You can use Iceberg as a connector in Cloudera Streaming Analytics for your Flink jobs. Apache Iceberg is an open, high-performance table format for organizing datasets that can contain petabytes of data.

Iceberg is integrated with Flink as a connector, where you can read and write data from a data source to an Iceberg table. The following table summarizes the Iceberg features that are supported in Flink:

Table 1. DataStream feature support for the Iceberg and Flink integration
Feature	Flink
Read	Supported
Append	Supported
Overwrite	Supported
Upsert	Technical preview¹

When using Iceberg with the DataStream API, you need to create the Flink job that includes referencing the Iceberg table at the TableLoader.

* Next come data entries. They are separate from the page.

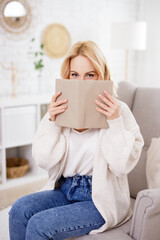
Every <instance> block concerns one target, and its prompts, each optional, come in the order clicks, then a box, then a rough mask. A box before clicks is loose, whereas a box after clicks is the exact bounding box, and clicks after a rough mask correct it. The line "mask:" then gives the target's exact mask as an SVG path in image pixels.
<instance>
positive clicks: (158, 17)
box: [136, 0, 160, 87]
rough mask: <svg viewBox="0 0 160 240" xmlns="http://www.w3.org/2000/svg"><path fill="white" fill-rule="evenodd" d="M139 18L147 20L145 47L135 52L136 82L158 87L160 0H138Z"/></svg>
mask: <svg viewBox="0 0 160 240" xmlns="http://www.w3.org/2000/svg"><path fill="white" fill-rule="evenodd" d="M139 4H140V5H139V9H140V14H139V20H144V21H146V22H147V49H146V50H145V51H143V52H137V61H136V82H137V83H138V84H139V85H141V86H146V87H160V1H159V0H140V2H139Z"/></svg>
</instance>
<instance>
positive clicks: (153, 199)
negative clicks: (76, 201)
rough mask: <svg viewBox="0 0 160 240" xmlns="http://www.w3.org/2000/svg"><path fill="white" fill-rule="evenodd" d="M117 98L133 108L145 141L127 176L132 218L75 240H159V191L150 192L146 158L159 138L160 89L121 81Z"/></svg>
mask: <svg viewBox="0 0 160 240" xmlns="http://www.w3.org/2000/svg"><path fill="white" fill-rule="evenodd" d="M118 85H119V89H118V96H119V97H118V98H119V99H120V100H122V101H124V102H125V103H127V104H128V106H129V107H130V109H131V111H132V113H133V115H134V117H135V119H136V121H137V123H138V125H139V126H140V130H141V133H142V136H143V138H144V142H145V144H144V147H143V149H142V153H141V157H140V160H139V162H138V164H137V166H136V167H135V168H134V169H133V171H132V172H131V173H129V175H128V180H129V186H130V194H131V206H132V207H133V216H132V218H131V219H130V220H129V221H128V222H126V223H125V224H123V225H121V226H119V227H117V228H114V229H112V230H108V231H106V232H103V233H100V234H95V235H86V236H83V237H77V238H70V239H72V240H160V188H157V189H147V181H146V157H147V149H148V147H149V146H150V143H151V139H152V137H159V136H160V108H159V103H160V88H159V89H156V88H146V87H137V86H136V85H134V84H131V83H128V82H123V81H122V82H119V84H118Z"/></svg>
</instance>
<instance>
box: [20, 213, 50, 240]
mask: <svg viewBox="0 0 160 240" xmlns="http://www.w3.org/2000/svg"><path fill="white" fill-rule="evenodd" d="M53 227H54V223H53ZM52 231H53V232H54V230H53V228H52ZM37 239H38V240H42V239H43V240H44V239H53V238H52V235H51V233H50V231H49V229H48V231H47V226H46V225H45V224H44V222H43V219H42V218H41V216H40V213H37V214H35V215H33V216H32V217H31V218H30V220H29V221H28V224H27V228H26V238H25V240H37Z"/></svg>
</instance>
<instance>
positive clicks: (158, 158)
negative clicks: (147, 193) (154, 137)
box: [146, 137, 160, 188]
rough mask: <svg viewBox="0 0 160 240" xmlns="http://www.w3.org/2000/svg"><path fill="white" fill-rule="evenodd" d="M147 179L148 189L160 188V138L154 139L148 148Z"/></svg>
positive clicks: (152, 140) (156, 138)
mask: <svg viewBox="0 0 160 240" xmlns="http://www.w3.org/2000/svg"><path fill="white" fill-rule="evenodd" d="M146 178H147V184H148V188H160V137H159V138H152V140H151V145H150V147H149V148H148V151H147V163H146Z"/></svg>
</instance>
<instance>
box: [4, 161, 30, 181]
mask: <svg viewBox="0 0 160 240" xmlns="http://www.w3.org/2000/svg"><path fill="white" fill-rule="evenodd" d="M29 168H30V167H29V164H28V161H27V160H26V159H25V158H16V157H14V158H7V178H18V177H21V176H24V175H25V173H26V172H27V171H28V170H29Z"/></svg>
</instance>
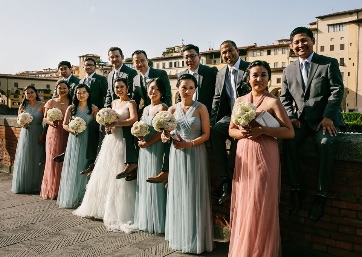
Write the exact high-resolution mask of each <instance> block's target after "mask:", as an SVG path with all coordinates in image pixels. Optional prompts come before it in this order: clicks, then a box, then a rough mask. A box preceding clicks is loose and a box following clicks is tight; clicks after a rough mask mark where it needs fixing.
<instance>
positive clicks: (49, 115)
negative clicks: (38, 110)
mask: <svg viewBox="0 0 362 257" xmlns="http://www.w3.org/2000/svg"><path fill="white" fill-rule="evenodd" d="M47 119H48V120H49V121H50V122H54V121H56V120H62V119H63V113H62V111H61V110H59V109H58V108H51V109H49V110H48V111H47Z"/></svg>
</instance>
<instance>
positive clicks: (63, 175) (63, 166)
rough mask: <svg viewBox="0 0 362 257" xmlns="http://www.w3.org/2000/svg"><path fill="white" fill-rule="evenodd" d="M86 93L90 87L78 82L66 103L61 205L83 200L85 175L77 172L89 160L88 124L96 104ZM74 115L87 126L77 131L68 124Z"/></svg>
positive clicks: (87, 178) (63, 125) (74, 202)
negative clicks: (78, 133)
mask: <svg viewBox="0 0 362 257" xmlns="http://www.w3.org/2000/svg"><path fill="white" fill-rule="evenodd" d="M89 95H90V91H89V87H88V86H87V85H85V84H79V85H78V86H77V87H76V88H75V95H74V97H73V105H71V106H69V107H68V109H67V111H66V113H65V118H64V122H63V128H64V129H65V130H66V131H68V132H69V136H68V143H67V148H66V150H65V156H64V162H63V169H62V173H61V174H62V175H61V178H60V186H59V193H58V199H57V204H58V205H59V207H60V208H76V207H78V206H79V205H80V204H81V202H82V200H83V196H84V193H85V187H86V185H87V182H88V177H87V176H84V175H81V174H80V172H81V171H83V170H85V169H86V168H87V163H88V159H87V158H86V153H87V147H88V125H89V123H90V122H91V121H92V120H94V119H95V115H96V113H97V112H98V108H97V107H96V106H94V105H92V104H91V102H90V97H89ZM75 117H80V118H82V119H83V120H84V121H85V122H86V123H87V128H86V129H85V130H84V131H83V132H81V133H79V134H78V133H77V132H76V131H74V130H73V129H71V128H70V127H69V125H68V124H69V122H70V121H71V120H72V119H73V118H75Z"/></svg>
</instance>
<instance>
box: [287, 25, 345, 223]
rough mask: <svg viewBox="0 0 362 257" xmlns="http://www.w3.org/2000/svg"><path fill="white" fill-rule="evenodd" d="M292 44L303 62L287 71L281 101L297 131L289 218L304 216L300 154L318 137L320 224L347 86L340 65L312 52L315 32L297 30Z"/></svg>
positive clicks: (294, 141)
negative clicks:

The following example shows how to create your Flink job that reads or writes data to or from an Iceberg table using HDFS.

DataStream read
DataStream append
DataStream overwrite
DataStream upsert

StreamExecutionEnvironment env = StreamExecutionEnvironment.createLocalEnvironment();

TableLoader tableLoader = TableLoader.fromHadoopTable("hdfs://nn:8020/warehouse/path");

DataStream<RowData> stream = FlinkSource.forRowData()
    .env(env)
    .tableLoader(tableLoader)
    .streaming(true)
    .startSnapshotId(3821550127947089987L)
    .build();

// Print all records to stdout.
stream.print();

// Submit and execute this streaming read job.
env.execute("Test Iceberg Streaming Read");

StreamExecutionEnvironment env = ...;
DataStream<RowData> input = ... ;
Configuration hadoopConf = new Configuration();

TableLoader tableLoader = TableLoader.fromHadoopTable("hdfs://nn:8020/warehouse/path", hadoopConf);

FlinkSink.forRowData(input)
   .tableLoader(tableLoader)
   .append();

env.execute("Test Iceberg DataStream");

StreamExecutionEnvironment env = ...;
DataStream<RowData> input = ... ;
Configuration hadoopConf = new Configuration();
TableLoader tableLoader = TableLoader.fromHadoopTable("hdfs://nn:8020/warehouse/path", hadoopConf);
FlinkSink.forRowData(input)
   .tableLoader(tableLoader)
   .overwrite(true)
   .append();
env.execute("Test Iceberg DataStream");

StreamExecutionEnvironment env = ...;
DataStream<RowData> input = ... ;
Configuration hadoopConf = new Configuration();
TableLoader tableLoader = TableLoader.fromHadoopTable("hdfs://nn:8020/warehouse/path", hadoopConf);
FlinkSink.forRowData(input)
   .tableLoader(tableLoader)
   .upsert(true)
   .append();
env.execute("Test Iceberg DataStream");

You can add the options to write when configuring the Flink Sink as shown in the following example:

FlinkSink.Builder builder = FlinkSink.forRow(dataStream, SimpleDataUtil.FLINK_SCHEMA)
   .table(table)
   .tableLoader(tableLoader)
   .set("write-format", "orc")
   .set(FlinkWriteOptions.OVERWRITE_MODE, "true");

¹ The Upsert feature of the Iceberg and Flink integration is in Technical Preview and not ready for production deployment. Cloudera encourages you to explore these features in non-production environments and provide feedback on your experiences through the Cloudera Community Forums.